Atomic is Mark Cousin’s montage film, exploring Chernobyl, Hiroshima and Nagasaki, and whether we do actually need the 15,700 nuclear weapons that exist on earth, made all the more evocative with archival images but also emotional punches, which Mogwai threw at the audience with this beast of a performance.
With a six piece version of the band sat dimly lit beneath the screen in Edinburgh’s Playhouse, the show began embryonic, with images of nature, building up to the carnage that the appliance of science has brought. Not too dissimilar to the work of Terence Mallick, there is room for reflection on these images, with the band’s underscore pinpointing the blatant moments when the crowd should feel hope, and also despair.
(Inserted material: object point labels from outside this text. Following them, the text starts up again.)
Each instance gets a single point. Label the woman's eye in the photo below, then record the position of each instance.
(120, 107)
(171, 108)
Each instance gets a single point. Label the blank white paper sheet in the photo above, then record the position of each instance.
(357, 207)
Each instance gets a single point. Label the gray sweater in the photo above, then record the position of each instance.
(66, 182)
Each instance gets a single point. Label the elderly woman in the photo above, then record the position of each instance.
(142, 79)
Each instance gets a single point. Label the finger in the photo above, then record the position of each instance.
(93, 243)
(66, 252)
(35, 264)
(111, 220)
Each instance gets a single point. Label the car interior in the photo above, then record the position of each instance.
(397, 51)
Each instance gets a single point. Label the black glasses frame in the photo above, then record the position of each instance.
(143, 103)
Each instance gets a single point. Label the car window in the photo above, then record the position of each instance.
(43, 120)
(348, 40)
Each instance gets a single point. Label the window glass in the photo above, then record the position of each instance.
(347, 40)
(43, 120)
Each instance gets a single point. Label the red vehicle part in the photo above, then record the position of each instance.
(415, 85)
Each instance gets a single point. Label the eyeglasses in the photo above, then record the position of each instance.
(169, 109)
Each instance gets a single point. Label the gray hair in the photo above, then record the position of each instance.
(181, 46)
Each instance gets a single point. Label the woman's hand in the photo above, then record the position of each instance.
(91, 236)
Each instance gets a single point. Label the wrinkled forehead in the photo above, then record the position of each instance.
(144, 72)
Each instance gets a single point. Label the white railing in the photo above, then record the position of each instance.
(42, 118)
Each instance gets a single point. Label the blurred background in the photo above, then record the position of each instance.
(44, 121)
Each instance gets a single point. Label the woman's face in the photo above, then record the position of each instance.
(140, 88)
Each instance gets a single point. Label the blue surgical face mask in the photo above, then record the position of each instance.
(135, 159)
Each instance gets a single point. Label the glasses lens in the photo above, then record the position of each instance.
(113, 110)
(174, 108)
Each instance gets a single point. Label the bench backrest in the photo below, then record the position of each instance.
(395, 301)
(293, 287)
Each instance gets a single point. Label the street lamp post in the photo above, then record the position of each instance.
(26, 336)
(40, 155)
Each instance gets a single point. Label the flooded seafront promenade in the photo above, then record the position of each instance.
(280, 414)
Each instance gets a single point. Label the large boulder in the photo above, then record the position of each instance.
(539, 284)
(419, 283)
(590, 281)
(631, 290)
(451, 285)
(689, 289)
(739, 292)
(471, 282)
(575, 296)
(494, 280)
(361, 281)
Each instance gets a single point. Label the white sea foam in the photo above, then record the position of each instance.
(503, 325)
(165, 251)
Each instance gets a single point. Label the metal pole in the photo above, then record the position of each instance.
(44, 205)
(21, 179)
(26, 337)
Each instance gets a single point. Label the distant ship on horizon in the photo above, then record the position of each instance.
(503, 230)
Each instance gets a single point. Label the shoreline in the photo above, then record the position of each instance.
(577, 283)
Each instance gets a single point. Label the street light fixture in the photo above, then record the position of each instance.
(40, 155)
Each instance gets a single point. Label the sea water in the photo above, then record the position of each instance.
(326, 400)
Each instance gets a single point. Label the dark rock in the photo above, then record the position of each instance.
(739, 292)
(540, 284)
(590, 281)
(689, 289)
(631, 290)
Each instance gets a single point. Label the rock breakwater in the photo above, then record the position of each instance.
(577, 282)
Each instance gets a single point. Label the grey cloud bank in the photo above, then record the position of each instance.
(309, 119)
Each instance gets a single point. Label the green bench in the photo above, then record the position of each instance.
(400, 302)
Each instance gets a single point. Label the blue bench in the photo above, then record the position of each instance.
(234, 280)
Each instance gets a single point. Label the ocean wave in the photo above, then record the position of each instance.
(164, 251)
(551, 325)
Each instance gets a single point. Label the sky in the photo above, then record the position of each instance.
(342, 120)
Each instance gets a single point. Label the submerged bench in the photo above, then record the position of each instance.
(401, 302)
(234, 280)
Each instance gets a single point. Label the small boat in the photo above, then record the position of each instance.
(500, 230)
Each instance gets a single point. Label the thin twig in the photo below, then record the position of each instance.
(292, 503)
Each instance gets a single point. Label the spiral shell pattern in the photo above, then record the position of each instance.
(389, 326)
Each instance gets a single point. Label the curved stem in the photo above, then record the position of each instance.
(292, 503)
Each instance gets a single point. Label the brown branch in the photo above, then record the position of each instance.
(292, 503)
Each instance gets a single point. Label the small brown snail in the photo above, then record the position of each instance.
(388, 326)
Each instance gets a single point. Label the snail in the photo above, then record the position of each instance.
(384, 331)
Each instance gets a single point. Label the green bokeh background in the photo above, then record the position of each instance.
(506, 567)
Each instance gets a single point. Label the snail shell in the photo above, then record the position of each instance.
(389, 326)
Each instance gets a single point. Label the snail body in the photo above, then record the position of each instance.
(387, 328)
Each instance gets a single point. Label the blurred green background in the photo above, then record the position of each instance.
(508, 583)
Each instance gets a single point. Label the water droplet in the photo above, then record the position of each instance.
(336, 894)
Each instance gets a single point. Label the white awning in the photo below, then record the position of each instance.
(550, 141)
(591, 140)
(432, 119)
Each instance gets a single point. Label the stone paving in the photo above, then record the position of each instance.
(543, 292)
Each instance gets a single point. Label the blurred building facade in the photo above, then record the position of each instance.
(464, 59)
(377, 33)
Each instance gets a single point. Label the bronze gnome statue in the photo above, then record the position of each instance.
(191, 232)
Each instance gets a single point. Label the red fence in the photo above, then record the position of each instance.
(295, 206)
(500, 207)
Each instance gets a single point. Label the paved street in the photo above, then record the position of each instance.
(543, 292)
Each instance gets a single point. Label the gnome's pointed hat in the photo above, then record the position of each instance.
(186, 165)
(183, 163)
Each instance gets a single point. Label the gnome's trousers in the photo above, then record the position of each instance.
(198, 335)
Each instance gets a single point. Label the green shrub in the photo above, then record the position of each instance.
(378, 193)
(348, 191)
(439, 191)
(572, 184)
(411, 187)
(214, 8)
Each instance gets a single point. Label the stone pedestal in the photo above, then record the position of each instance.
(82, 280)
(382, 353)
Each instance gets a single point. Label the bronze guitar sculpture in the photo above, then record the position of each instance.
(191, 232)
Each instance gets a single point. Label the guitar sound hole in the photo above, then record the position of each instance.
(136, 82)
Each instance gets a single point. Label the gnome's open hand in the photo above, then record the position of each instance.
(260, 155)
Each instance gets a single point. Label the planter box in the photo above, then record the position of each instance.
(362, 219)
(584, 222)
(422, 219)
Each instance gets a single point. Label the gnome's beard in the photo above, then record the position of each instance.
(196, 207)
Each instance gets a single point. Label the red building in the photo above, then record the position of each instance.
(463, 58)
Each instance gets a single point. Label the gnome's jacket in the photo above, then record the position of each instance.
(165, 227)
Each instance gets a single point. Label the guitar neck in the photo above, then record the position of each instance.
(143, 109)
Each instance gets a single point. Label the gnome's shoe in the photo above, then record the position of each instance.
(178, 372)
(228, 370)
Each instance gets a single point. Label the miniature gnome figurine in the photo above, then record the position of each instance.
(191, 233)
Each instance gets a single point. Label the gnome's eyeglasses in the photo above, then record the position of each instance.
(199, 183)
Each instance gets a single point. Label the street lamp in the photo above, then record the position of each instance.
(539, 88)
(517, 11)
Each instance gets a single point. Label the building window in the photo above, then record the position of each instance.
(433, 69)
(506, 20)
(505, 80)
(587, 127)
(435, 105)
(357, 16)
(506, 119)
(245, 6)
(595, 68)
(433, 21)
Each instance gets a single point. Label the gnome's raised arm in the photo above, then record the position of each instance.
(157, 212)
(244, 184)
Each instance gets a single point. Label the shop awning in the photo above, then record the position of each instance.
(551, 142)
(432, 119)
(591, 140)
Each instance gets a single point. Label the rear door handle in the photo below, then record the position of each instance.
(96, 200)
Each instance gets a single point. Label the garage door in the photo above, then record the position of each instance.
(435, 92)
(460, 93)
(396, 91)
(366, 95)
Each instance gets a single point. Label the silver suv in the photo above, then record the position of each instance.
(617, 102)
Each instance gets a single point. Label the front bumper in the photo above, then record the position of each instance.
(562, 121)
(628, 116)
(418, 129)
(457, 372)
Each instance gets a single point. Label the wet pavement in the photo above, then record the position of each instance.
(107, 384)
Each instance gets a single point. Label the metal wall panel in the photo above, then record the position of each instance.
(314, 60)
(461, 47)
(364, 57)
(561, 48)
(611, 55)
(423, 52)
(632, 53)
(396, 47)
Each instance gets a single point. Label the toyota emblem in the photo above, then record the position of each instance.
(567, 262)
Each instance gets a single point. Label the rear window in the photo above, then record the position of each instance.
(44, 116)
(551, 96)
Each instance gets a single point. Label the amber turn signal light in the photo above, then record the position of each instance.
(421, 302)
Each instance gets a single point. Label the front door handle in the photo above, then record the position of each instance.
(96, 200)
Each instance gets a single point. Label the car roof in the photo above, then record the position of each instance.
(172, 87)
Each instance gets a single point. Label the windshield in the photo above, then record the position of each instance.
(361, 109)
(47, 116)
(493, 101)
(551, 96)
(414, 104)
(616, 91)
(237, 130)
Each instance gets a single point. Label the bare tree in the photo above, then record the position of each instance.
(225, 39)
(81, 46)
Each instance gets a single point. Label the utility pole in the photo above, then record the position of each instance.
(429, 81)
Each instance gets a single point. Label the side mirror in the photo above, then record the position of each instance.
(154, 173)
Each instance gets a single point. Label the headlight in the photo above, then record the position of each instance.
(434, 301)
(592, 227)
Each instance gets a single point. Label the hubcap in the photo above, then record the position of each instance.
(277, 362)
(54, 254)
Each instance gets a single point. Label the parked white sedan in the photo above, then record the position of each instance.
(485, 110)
As we can expect from Mogwai, the decibels penetrated The Playhouse to its 87-year-old foundations. Martin Balloch’s drum beats thrusting impact across the room to awaken any sleepy member of the crowd. Stuart Braithwaite and Barry Burns’ guitar scree provided the discordant dissonance to intensify this screening.
Clearly a tale providing and investigating powerful arguments for removing the world of nuclear arms, Cousins surprises us with this film.
He has no overarching narration. However, his referential acquiesces to fellow filmmakers Mallick and Reggio come as no surprise; he is after all a cineaste. With Mogwai’s back history of composing for OSTs, such as Zidane: A 21st Century and Les Revenants, it does not knock us off our seats that they are at it again.
And as well as needle-dropping the visuals with emotive instrumental strums, the band hit home this point that science overcomes humanity, as this attack of noise from their man-made technology eradicates the human stories, subtitled, which nears the conclusion of the documentary.
Without this compelling soundtrack the intensity and point of the documentary would be lessened. Hearing it live made it even more confrontational. A special performance, this certainly conjured up a few points to take to another political sphere, and who better to do this than Stuart Braithwaite and his crew.